HACKER Q&A
📣 aromaticbanana

How do you motivate developers to write documentation?


I'm a junior developer currently working on a knowledge base for developers at the company I work at. I've set up most of the KB features but then it hit me:

Why would anyone use this?

There are countless other existing solutions that they're not using anyway, what makes mine different?

I've thought of focussing on the motive; to give the developer a reason to write documentation.

One the ideas was to have organizing workshops to be the center of the KB. Workshops would require research which would be the documentation. Past workshops could then be used to store related documentation.

What are other activities, interests that could motivate developers to write documentation?


  👤 karmakaze Accepted Answer ✓
> What are other activities, interests that could motivate developers to write documentation?

This is the wrong way of looking at it. It assumes a premise that documentation is a goal rather than a means.

To get developers to write documentation there's a few key ingredients. It has to deliver value that the writers appreciate. It has to keep delivering value over long time periods (e.g. stale docs can sometimes be worse than no docs). There has to be a culture/routine of writing documentation and kept as a priority so that it doesn't get cut when there's a time crunch or other work priorities. Oh yeah one other huge one is that it has to have minimal friction: e.g. commit it in the repo with the code changes so that it's no extra steps and the doc changes get reviewed with code changes.


👤 Leftium
I think documentation has to be tied to performance evaluation/salary, or at least not hinder your performance.

I worked at a large, well-known software company. There were very few comments documenting the code. Aside from the auto-generated comments based on function declarations, there wasn't much (any?) documentation.
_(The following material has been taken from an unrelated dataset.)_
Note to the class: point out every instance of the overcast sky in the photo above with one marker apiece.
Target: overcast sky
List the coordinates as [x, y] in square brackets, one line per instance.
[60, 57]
I figured a big reason for this was people were paid/rewarded based on the number of bugs that they fixed, not on how much documentation was produced or other people helped.


👤 tomjen3
I am not a native English speaker, but even in my native language I am terrible at spelling. Somewhat better at grammar. However I feel that I was to write documentation for something I would just have a bunch of annoying nitpickers.

I would be far more willing to write documentation if it was for a pleasant to use wiki, where nothing was ever supposed to be finished, only improved: I would not feel pressure to be perfect, there would be no pressure to be complete (I can start out by just dumping my notes) I could get a nice dopamine hit by helping somebody.

I don't think a workshop would be helpful at all (is hurtful an English word?), not only would it be something that is not programming or being social (ie something that I would prefer not to attend), and I think you underestimate how much work there is in organizing it.


👤 pacifika
I write documentation to make onboarding easier.

End user documentation is usually written by developers to ease the support burden.


👤 patrick451
Just like comments, documentation is a code smell. Too much documentation is an indication that your codebase is in need of a major overhaul.